All the challenges of Waldemar Żurek. Will the new justice minister find a plan B?
Unofficial reports that had been reaching the public for weeks about an imminent change in the Justice Minister's position have been confirmed. Prime Minister Donald Tusk has made the decision. Adam Bodnar is leaving the position of Justice Minister, and the position is being filled by Waldemar Żurek, a Kraków judge. He is an experienced adjudicator, a long-time member of the National Council of the Judiciary, and one of the record holders in terms of the number of disciplinary proceedings brought against him under Zbigniew Ziobro.
For years, Judge Żurek was one of the most vocal critics of the changes introduced by the United Right in the Polish judiciary. He also offered his unsparing assessments of Minister Adam Bodnar's actions, and importantly, these opinions were not always positive. In an interview with "Rzeczpospolita" in April, he argued that the pace of restoring the rule of law in Poland, and above all, the pace of addressing violations of the law under the Law and Justice party (PiS), should be faster.
However, following the Prime Minister's decision, Waldemar Żurek was forced to shed his judicial robe, transform from reviewer to reviewee, and assume responsibility for the future of the justice system. The need for comprehensive reform is urgent, and all parties to the dispute that is increasingly consuming the Polish judiciary are calling for it.

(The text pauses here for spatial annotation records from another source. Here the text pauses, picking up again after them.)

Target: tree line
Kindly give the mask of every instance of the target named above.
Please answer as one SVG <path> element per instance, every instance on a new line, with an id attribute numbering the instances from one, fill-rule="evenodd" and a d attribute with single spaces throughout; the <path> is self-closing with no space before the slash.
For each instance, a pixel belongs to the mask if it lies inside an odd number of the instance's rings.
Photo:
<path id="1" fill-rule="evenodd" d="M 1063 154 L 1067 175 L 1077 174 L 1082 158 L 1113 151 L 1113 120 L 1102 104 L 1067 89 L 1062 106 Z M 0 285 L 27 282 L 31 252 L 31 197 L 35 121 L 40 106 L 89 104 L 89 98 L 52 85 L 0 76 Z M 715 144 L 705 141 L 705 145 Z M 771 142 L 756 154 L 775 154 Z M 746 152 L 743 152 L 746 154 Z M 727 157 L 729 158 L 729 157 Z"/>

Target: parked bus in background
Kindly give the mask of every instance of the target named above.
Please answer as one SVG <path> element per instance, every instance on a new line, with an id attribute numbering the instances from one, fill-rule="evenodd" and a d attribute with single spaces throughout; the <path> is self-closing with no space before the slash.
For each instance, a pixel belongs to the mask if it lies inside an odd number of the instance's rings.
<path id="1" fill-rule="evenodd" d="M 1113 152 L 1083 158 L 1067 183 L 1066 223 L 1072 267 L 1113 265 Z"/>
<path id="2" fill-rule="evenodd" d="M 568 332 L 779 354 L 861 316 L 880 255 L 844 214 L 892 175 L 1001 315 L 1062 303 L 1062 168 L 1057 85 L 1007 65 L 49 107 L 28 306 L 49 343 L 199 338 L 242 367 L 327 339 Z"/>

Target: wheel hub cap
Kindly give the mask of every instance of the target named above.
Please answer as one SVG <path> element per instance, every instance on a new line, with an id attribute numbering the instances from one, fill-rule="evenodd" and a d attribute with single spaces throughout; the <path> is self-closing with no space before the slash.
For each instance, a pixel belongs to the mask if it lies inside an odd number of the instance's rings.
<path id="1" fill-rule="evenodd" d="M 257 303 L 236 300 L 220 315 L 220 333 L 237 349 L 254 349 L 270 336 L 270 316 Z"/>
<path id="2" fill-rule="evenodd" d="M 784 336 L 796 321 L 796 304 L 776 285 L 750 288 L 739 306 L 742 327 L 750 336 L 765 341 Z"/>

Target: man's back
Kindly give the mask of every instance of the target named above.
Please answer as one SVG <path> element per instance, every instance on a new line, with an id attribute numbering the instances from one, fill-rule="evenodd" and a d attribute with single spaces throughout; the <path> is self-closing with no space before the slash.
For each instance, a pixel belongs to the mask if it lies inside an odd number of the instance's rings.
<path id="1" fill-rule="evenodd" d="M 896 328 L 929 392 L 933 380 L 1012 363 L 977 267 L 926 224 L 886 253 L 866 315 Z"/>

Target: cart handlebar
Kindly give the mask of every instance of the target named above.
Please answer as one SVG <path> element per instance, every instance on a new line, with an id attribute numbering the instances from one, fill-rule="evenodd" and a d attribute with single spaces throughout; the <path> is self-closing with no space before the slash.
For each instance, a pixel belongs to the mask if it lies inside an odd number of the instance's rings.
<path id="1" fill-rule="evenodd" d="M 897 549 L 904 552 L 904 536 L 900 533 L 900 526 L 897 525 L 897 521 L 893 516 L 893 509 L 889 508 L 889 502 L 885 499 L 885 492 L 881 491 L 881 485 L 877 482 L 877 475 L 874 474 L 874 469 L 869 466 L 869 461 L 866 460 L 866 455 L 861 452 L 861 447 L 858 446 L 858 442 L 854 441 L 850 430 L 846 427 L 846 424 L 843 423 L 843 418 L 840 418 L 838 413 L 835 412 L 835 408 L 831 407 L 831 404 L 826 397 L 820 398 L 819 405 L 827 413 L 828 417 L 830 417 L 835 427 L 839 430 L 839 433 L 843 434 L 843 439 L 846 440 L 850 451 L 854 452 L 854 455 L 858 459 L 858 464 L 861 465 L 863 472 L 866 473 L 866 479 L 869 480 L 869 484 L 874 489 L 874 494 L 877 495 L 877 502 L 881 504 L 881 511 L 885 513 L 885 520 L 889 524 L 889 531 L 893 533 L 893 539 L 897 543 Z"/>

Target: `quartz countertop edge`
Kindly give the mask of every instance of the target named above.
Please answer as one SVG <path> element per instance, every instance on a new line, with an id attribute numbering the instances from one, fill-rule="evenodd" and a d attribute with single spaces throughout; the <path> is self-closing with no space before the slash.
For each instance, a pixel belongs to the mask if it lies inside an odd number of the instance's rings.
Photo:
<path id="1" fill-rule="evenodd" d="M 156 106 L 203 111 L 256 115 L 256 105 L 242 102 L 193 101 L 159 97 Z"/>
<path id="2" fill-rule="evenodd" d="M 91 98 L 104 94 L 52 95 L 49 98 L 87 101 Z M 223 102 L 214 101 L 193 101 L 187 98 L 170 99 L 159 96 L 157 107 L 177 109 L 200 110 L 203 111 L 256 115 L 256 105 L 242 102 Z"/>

The status of so-called neo-judgesOne of the most pressing challenges remains the need to systemically address the questionable status of over three thousand so-called neo-judges, those appointed with the participation of the National Council of the Judiciary after 2017. Adam Bodnar failed to achieve this goal, but it cannot be said that he didn't try. The Judiciary and Prosecution System Codification Commission, which he revived and headed by Professor Krystian Markiewicz, prepared two proposals to regulate the status of so-called neo-judges by reviewing their appointments. Based on one of these proposals, the ministry developed a draft, which, however, stalled within the ministry and was scheduled for review by the Venice Commission. Importantly, Judge Żurek positively assessed these proposals and announced his support.
However, the implementation of these changes will require Karol Nawrocki's signature, which is unlikely. "Minister Żurek should not abandon this project. The first step is to complete work on this bill as quickly as possible and present it to the president. This will be the starting point for further talks and perhaps some form of compromise – the obligation to implement the rulings of European courts rests with the government and the president. The question will also arise as to how these rulings can be directly applied, even without a law being passed. A law stabilizing the status of new judges may prove to be a better solution for most of them," says Judge Bartłomiej Przymusiński, president of the Iustitia judges' association.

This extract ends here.